[infinispan-dev] [hibernate-dev] Distributed queries

Mon Sep 21 04:06:05 EDT 2009

Hello
See inline

On 20 sept. 09, at 06:01, Ray Hilton wrote:

> Hi guys,
>
> I've been following the distributed query stuff with interest, but
> this is the first time I'm posting, so please excuse the lack of
> intimate knowledge of Infinispan.  Basically, I have been working on a
> project that could really do with the Holy Grail of a distributed
> query-able cache and I really liked the look of using JBossCache + the
> Lucene Directory implementation that Manik wrote a while back.  I then
> noticed Infinispan and talk of building querying directly into the
> project and figured that it would be worthwhile waiting to see how
> that panned out.
>
> I've thought a bit about how something like this might work, I'm not
> sure if this will be in any way helpful, but here goes:  I guess there
> are two approaches:  1) store the index (or partitioned indices) in
> the grid and sync it to a node to do a particular query or 2) each
> node has an index for the data it currently caches.  We preferred the
> second idea as it offers a natural way to partition the indices (i.e.
> however infinispan is configured to do it).  The first option would
> mean you end up with either a monolithic index in the grid, or
> partitions based on, say, date, that have to be sync'd en-mass to
> whichever node(s) are doing a query.  I realise that the second
> technique would produce duplicates, but Im sure there would be a way
> to eliminate dupes based on the object's uuid (something im pretty
> sure infinispan already has a notion of).

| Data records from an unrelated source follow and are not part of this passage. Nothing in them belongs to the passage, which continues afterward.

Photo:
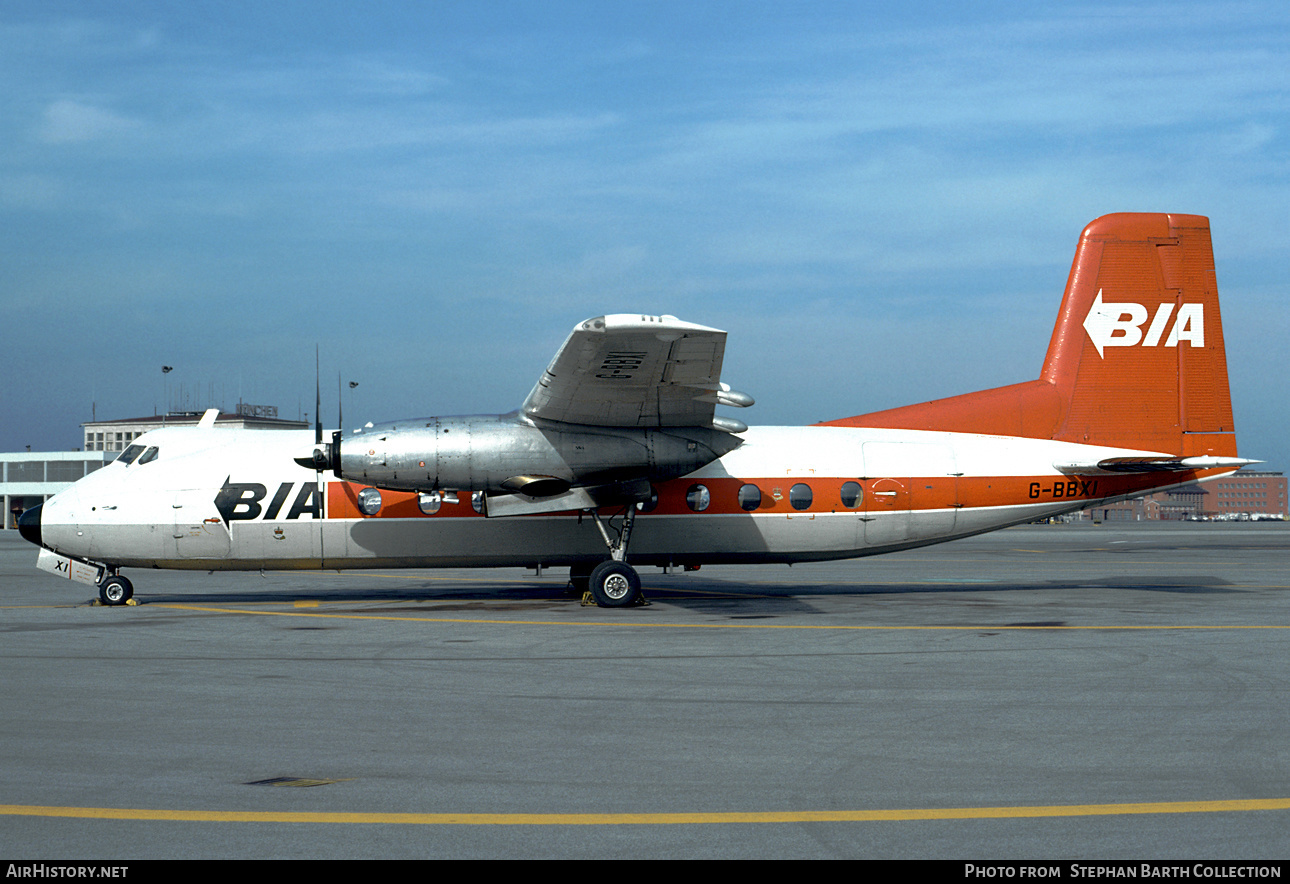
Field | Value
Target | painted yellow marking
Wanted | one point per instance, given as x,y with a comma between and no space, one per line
652,818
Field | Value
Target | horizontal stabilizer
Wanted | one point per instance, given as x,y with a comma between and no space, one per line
1155,465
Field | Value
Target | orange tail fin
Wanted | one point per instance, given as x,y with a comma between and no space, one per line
1137,355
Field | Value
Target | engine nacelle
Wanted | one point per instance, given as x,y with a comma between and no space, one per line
506,453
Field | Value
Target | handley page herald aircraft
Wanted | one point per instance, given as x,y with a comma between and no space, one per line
617,453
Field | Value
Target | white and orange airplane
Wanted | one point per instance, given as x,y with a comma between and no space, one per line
618,449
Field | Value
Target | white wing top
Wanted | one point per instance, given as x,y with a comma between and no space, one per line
634,371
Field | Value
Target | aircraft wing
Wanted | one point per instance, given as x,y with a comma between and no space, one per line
634,371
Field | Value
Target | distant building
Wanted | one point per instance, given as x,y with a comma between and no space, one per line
31,478
115,435
1246,493
1249,492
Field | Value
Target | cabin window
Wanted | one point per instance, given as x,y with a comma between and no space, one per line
369,501
800,496
129,454
698,497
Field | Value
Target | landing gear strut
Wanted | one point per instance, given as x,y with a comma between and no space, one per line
115,590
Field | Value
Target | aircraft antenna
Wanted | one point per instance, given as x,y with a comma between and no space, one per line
317,398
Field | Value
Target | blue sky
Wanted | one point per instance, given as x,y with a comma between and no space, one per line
436,192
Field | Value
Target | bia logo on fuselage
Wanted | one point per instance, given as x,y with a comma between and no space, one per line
241,500
1120,325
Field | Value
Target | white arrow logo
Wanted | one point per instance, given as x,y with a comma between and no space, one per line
1120,324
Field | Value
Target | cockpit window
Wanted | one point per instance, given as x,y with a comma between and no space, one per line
129,454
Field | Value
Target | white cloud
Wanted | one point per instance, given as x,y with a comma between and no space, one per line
71,121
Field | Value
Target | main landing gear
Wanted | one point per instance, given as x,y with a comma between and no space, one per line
612,583
115,590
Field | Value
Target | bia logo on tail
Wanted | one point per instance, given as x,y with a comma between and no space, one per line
1120,324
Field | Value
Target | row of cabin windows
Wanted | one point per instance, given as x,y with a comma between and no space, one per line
800,497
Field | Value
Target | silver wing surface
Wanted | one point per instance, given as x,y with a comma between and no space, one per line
632,371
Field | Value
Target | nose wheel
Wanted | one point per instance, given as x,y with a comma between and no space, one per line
115,590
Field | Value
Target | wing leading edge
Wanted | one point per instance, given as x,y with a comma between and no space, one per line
635,371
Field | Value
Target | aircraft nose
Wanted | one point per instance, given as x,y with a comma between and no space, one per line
29,524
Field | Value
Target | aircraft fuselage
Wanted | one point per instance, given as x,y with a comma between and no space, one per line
228,500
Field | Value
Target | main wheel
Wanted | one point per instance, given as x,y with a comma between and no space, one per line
615,585
115,591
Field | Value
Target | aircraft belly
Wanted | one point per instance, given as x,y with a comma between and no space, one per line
279,541
125,542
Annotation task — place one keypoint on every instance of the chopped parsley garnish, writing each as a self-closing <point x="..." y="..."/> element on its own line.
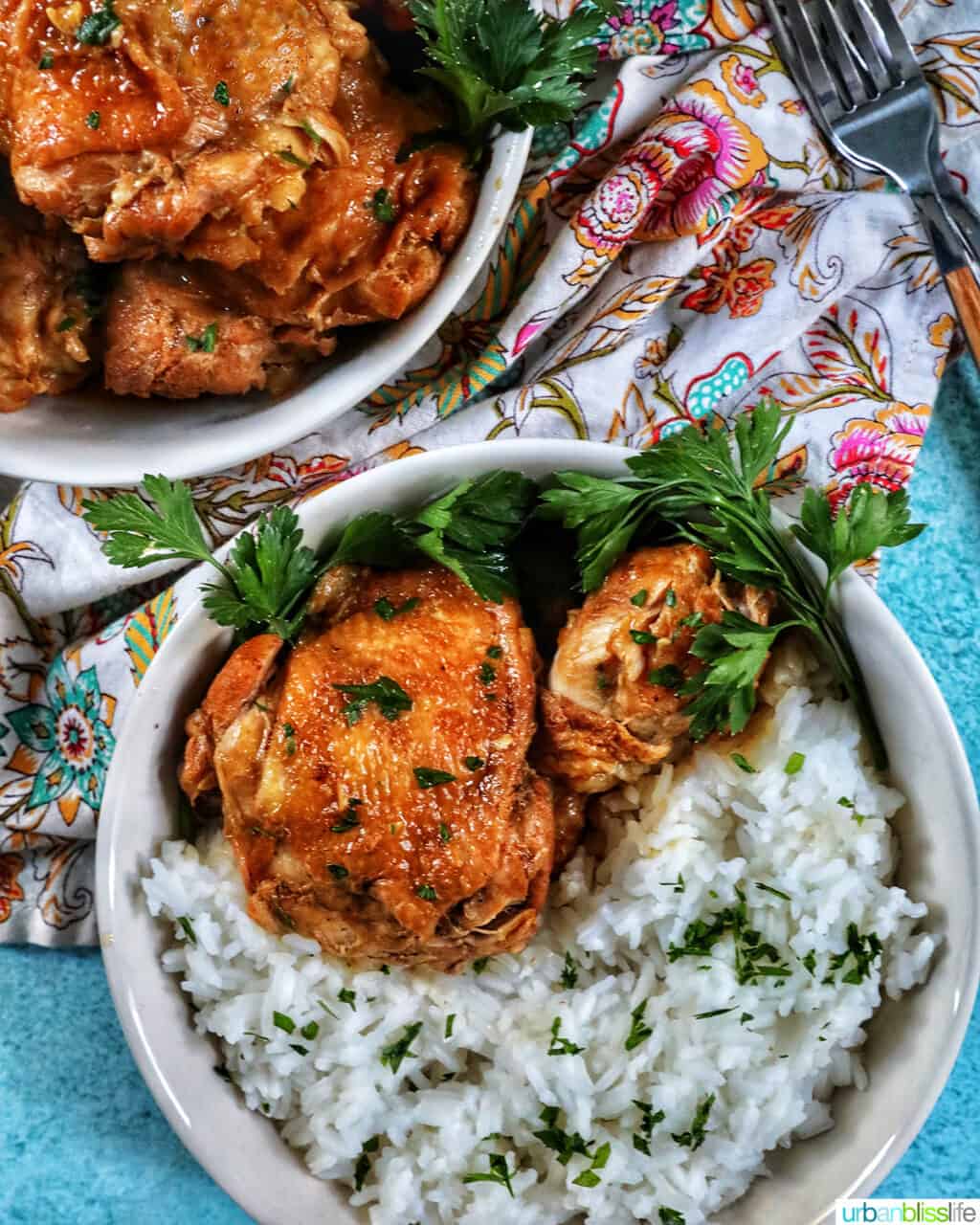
<point x="590" y="1177"/>
<point x="670" y="677"/>
<point x="775" y="893"/>
<point x="861" y="950"/>
<point x="559" y="1141"/>
<point x="291" y="157"/>
<point x="424" y="141"/>
<point x="651" y="1119"/>
<point x="383" y="206"/>
<point x="99" y="26"/>
<point x="561" y="1045"/>
<point x="363" y="1167"/>
<point x="389" y="612"/>
<point x="499" y="1173"/>
<point x="753" y="957"/>
<point x="205" y="342"/>
<point x="744" y="765"/>
<point x="638" y="1031"/>
<point x="427" y="777"/>
<point x="349" y="819"/>
<point x="860" y="817"/>
<point x="388" y="695"/>
<point x="695" y="1137"/>
<point x="392" y="1057"/>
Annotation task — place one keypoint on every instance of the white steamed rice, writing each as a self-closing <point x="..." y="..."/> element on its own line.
<point x="711" y="825"/>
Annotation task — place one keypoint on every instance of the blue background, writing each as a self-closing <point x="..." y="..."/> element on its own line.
<point x="81" y="1140"/>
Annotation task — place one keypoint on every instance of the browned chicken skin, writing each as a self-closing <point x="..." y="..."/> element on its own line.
<point x="336" y="835"/>
<point x="46" y="326"/>
<point x="611" y="709"/>
<point x="258" y="140"/>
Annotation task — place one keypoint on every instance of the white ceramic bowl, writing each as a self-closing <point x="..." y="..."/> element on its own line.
<point x="913" y="1042"/>
<point x="92" y="437"/>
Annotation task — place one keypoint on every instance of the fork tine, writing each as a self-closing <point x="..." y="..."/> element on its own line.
<point x="856" y="20"/>
<point x="800" y="48"/>
<point x="840" y="52"/>
<point x="903" y="57"/>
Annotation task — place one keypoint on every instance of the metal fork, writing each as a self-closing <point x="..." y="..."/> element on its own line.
<point x="858" y="77"/>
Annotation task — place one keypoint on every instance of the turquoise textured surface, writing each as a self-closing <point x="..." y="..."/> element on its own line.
<point x="81" y="1140"/>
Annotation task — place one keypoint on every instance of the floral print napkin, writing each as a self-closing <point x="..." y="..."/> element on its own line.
<point x="686" y="246"/>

Well 2 looks nicer but I don't know an obvious way to solve the  
duplication issues:
  - returning several times the same content does alter the scoring of  
other documents
  - it prevent efficient pagination as somehow you need to jump  
several results.

>
> We would also need to come up with a way or normalising the scoring
> across all partitions (regardless of which method is used).  I have
> seen this done before, and it would basically involve, per-query,
> finding out the term frequency of the various keywords across the
> entire index, or at least enough of it to produce a representative
> value.  This would be used to calculate the score for each hit when
> doing the actual search, and thus the ranking.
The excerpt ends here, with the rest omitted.